Robert Baker, CEO of Baker Security and Networks

The IT leader of the future will have a job spec that resembles a financial controller rather than a classic technologist; that’s the view of Robert Baker, talking as part of the latest in’s ‘State of IT’ series on the changing role of the CIO.

Baker is CEO of Baker Security and Networks and has a track record that includes three decades in information technology.

He warned that the momentum behind cloud computing is too strong for reluctant CIOs to resist, even if they fear the consequences for their jobs. “With or without them, the train is leaving, there’s no question about that. I’m very firmly of the view that cloud is not going to be driven by IT managers; in fact, if anything it’ll be resisted by them,” he said.

Some commentators believe the cloud presents a serious threat to the role of the IT department because it involves moving infrastructure and applications to an off-site provider. This, rather than security concerns, could be the real reason why cloud projects are resisted in some organisations.

“Every manager has the right to remain in control of their own pace of change, but a lot of managers fool themselves by thinking that ‘I’m in control of this’ whereas they’re actually not doing it. The only controlled decision is ‘no, I’m not doing it’,” said Baker.

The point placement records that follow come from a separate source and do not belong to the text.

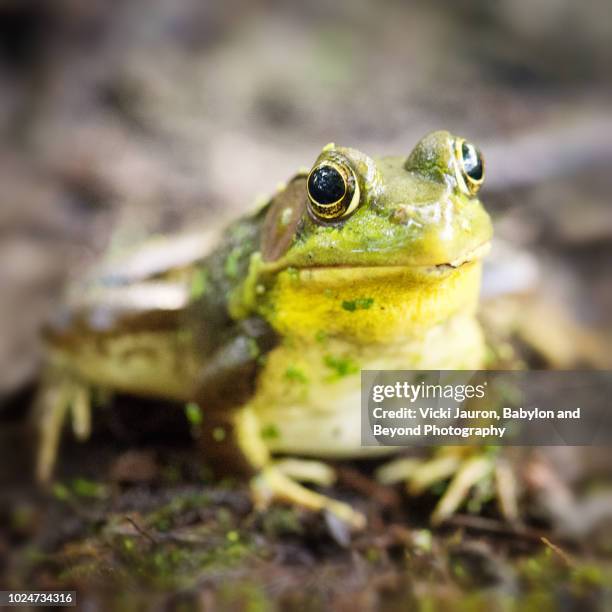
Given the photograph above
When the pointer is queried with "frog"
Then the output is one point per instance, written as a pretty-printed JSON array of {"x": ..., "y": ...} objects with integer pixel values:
[{"x": 355, "y": 263}]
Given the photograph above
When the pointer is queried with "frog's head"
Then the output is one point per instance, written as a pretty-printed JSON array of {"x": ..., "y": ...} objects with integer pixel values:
[
  {"x": 373, "y": 249},
  {"x": 354, "y": 211}
]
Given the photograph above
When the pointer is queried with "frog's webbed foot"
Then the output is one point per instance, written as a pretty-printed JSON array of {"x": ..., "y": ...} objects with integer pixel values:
[
  {"x": 479, "y": 471},
  {"x": 278, "y": 481},
  {"x": 60, "y": 396}
]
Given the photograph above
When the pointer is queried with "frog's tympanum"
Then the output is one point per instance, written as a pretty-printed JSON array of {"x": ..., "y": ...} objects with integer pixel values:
[{"x": 358, "y": 263}]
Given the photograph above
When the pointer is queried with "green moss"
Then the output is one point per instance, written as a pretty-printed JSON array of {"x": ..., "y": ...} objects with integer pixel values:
[
  {"x": 270, "y": 432},
  {"x": 295, "y": 374},
  {"x": 199, "y": 283},
  {"x": 254, "y": 350},
  {"x": 61, "y": 491},
  {"x": 88, "y": 488},
  {"x": 219, "y": 434},
  {"x": 193, "y": 412},
  {"x": 358, "y": 304},
  {"x": 342, "y": 366},
  {"x": 231, "y": 267},
  {"x": 321, "y": 336}
]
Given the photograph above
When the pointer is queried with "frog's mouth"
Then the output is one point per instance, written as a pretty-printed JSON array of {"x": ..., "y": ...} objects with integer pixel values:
[{"x": 466, "y": 258}]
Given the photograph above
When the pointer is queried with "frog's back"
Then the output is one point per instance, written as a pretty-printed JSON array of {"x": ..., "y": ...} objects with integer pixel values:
[{"x": 122, "y": 327}]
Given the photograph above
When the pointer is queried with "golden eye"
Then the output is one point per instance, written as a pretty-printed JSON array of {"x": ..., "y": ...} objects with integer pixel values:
[
  {"x": 470, "y": 166},
  {"x": 333, "y": 190}
]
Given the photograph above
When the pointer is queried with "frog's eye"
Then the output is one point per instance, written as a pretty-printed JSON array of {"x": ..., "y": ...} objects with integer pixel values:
[
  {"x": 333, "y": 189},
  {"x": 470, "y": 166}
]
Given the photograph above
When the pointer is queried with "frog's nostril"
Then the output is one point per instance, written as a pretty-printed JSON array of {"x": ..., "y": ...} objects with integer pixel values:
[{"x": 401, "y": 215}]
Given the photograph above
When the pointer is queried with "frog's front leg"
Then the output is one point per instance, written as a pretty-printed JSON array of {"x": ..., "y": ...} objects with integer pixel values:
[
  {"x": 275, "y": 480},
  {"x": 467, "y": 468},
  {"x": 233, "y": 441},
  {"x": 61, "y": 395}
]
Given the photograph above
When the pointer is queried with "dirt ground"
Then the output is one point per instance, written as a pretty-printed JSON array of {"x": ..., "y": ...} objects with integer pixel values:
[{"x": 119, "y": 120}]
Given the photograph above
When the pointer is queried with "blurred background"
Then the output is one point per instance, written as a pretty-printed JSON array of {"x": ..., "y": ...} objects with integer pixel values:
[{"x": 121, "y": 119}]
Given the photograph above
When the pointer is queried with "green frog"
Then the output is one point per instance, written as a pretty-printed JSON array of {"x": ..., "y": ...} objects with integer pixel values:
[{"x": 356, "y": 263}]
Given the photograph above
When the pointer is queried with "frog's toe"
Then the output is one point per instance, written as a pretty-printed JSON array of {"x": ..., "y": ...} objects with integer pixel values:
[
  {"x": 272, "y": 484},
  {"x": 56, "y": 398},
  {"x": 473, "y": 471},
  {"x": 304, "y": 470},
  {"x": 480, "y": 471}
]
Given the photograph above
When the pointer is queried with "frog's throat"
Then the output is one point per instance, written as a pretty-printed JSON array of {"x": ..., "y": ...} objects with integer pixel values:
[{"x": 369, "y": 305}]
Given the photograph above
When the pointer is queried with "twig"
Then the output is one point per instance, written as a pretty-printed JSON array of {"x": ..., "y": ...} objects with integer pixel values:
[
  {"x": 492, "y": 526},
  {"x": 141, "y": 531},
  {"x": 566, "y": 558}
]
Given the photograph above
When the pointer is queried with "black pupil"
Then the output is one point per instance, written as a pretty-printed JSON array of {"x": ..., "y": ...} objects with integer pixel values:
[
  {"x": 472, "y": 163},
  {"x": 326, "y": 185}
]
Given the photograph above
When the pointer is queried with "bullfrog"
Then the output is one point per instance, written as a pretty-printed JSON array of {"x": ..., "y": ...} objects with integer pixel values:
[{"x": 355, "y": 263}]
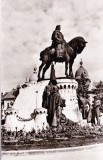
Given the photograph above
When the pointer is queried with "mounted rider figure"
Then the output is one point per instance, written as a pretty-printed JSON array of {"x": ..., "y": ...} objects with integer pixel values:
[{"x": 58, "y": 42}]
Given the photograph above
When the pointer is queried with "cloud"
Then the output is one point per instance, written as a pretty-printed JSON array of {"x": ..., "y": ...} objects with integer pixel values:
[{"x": 27, "y": 27}]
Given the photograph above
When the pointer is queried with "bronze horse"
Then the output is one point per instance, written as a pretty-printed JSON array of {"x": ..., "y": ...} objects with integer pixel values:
[{"x": 72, "y": 48}]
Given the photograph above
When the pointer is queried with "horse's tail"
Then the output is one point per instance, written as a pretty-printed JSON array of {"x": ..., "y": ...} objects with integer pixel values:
[{"x": 41, "y": 55}]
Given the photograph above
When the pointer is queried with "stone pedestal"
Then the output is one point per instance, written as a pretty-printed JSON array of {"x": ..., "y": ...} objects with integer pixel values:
[
  {"x": 11, "y": 119},
  {"x": 40, "y": 119},
  {"x": 67, "y": 89}
]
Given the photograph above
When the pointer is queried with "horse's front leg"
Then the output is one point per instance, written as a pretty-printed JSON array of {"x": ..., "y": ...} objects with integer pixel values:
[
  {"x": 66, "y": 69},
  {"x": 45, "y": 68},
  {"x": 70, "y": 70},
  {"x": 40, "y": 68}
]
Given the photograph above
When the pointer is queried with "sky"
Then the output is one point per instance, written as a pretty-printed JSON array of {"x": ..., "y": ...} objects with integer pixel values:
[{"x": 27, "y": 27}]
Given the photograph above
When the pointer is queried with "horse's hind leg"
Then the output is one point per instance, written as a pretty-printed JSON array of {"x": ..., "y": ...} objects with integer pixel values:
[
  {"x": 40, "y": 68},
  {"x": 66, "y": 69},
  {"x": 45, "y": 68}
]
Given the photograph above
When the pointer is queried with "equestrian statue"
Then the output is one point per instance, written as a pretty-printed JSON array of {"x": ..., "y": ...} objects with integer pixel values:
[{"x": 61, "y": 51}]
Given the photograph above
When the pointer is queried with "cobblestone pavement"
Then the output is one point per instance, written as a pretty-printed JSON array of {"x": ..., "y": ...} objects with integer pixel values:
[{"x": 84, "y": 154}]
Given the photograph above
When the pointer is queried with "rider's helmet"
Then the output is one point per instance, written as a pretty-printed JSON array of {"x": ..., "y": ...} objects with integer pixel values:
[{"x": 58, "y": 27}]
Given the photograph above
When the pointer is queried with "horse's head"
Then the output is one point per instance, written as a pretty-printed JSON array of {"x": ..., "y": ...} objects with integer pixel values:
[{"x": 78, "y": 44}]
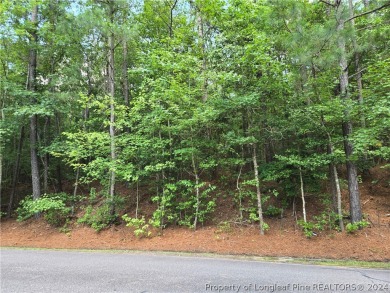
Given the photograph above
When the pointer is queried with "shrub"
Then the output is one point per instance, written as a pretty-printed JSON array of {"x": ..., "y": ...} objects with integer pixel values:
[
  {"x": 98, "y": 218},
  {"x": 141, "y": 229},
  {"x": 52, "y": 206},
  {"x": 353, "y": 227}
]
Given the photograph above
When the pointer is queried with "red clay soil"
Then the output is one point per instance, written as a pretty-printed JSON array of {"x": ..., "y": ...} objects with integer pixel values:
[
  {"x": 371, "y": 244},
  {"x": 284, "y": 239}
]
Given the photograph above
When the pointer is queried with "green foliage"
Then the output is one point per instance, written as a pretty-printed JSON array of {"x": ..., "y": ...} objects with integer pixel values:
[
  {"x": 272, "y": 211},
  {"x": 141, "y": 229},
  {"x": 351, "y": 228},
  {"x": 98, "y": 217},
  {"x": 52, "y": 206},
  {"x": 178, "y": 204}
]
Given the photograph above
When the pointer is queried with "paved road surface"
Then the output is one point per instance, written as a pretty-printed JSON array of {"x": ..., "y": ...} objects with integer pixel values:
[{"x": 82, "y": 271}]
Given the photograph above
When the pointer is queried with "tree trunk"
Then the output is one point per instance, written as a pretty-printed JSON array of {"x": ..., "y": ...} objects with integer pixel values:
[
  {"x": 15, "y": 172},
  {"x": 302, "y": 196},
  {"x": 111, "y": 87},
  {"x": 125, "y": 75},
  {"x": 46, "y": 156},
  {"x": 58, "y": 167},
  {"x": 32, "y": 64},
  {"x": 201, "y": 38},
  {"x": 258, "y": 193},
  {"x": 353, "y": 187},
  {"x": 357, "y": 65},
  {"x": 335, "y": 187},
  {"x": 197, "y": 191}
]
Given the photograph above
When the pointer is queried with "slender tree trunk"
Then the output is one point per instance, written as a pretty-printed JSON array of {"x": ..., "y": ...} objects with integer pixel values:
[
  {"x": 357, "y": 65},
  {"x": 32, "y": 64},
  {"x": 338, "y": 192},
  {"x": 15, "y": 172},
  {"x": 58, "y": 167},
  {"x": 46, "y": 156},
  {"x": 335, "y": 187},
  {"x": 76, "y": 185},
  {"x": 302, "y": 196},
  {"x": 111, "y": 86},
  {"x": 202, "y": 42},
  {"x": 125, "y": 75},
  {"x": 197, "y": 190},
  {"x": 258, "y": 192},
  {"x": 353, "y": 187},
  {"x": 1, "y": 155}
]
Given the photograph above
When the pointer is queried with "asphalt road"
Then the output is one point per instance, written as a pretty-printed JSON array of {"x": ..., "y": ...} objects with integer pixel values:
[{"x": 84, "y": 271}]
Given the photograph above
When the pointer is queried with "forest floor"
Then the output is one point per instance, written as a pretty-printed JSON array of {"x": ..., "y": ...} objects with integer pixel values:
[{"x": 284, "y": 239}]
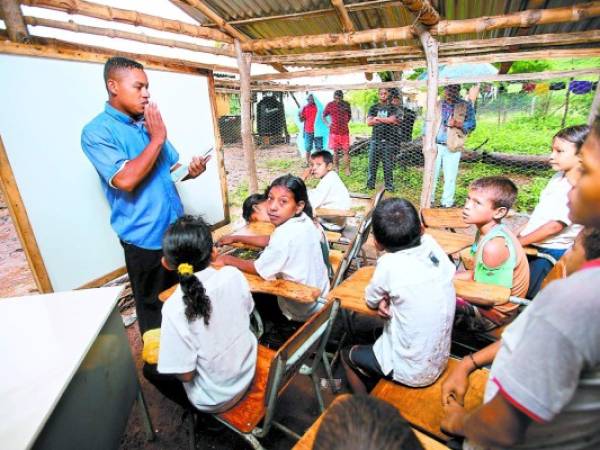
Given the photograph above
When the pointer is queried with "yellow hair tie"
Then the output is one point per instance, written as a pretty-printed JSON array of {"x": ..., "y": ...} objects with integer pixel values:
[{"x": 185, "y": 269}]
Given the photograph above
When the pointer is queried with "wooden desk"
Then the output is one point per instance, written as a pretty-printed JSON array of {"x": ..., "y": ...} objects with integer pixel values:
[
  {"x": 449, "y": 241},
  {"x": 267, "y": 228},
  {"x": 308, "y": 439},
  {"x": 289, "y": 289},
  {"x": 351, "y": 292},
  {"x": 69, "y": 379}
]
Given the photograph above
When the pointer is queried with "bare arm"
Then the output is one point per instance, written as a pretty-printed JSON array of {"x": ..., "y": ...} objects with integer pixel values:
[
  {"x": 542, "y": 233},
  {"x": 135, "y": 170},
  {"x": 256, "y": 241},
  {"x": 456, "y": 384},
  {"x": 242, "y": 264}
]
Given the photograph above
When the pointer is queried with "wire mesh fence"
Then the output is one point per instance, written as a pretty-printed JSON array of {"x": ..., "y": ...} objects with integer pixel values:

Baker speaks from a position of some authority: he was involved in setting up the first Irish Government department with internet access more than 20 years ago. His company has now become one of the premier partners of Google Apps in Ireland and has been developing a management tool for the Google ecosystem.

CIOs and changes

While you might expect him to talk up the benefits of the cloud, he said there are plenty of benefits for CIOs willing to anticipate the changes ahead. “I think it is a positive story myself. It’s going to reduce support headaches, it’s going to reduce operational costs. If [IT leaders] turn it around and embrace cloud, they can be the hero in the business rather than the villain of the piece that’s holding up the show.”

Looking ahead to when cloud services are more widely used among all organisations, Baker believes the role of IT won’t go away but will change to resemble another, familiar business function.

“You’re still going to need somebody who’s responsible for the information owned by the business, just like the accountant is responsible for the money but nobody expects the accountant to keep all the money in the safe every night. It’s in the bank, but the accountant should know how much is there,” he said.

“The information guy should know what information is there, where it is, and how to get at it – that’s all the accountant does …. IT guys have to have the imagination to make that their role.”

This opens the door for different skills, Baker suggested. “It’s definitely not an accounting function, but it’s not necessarily an IT function either. Interestingly, the information manager in the future may not be from a computer background, but he might be the guy who understands the value of information and how to shape it and present it.”

That being said, the future job spec doesn’t exclude people from a technology and computing background, Baker emphasised. “In a way, they’re starting off with some advantage in that, in the new cloud paradigm, at least they’ll be familiar with the entry and exit points and some of the operations behind the scenes.”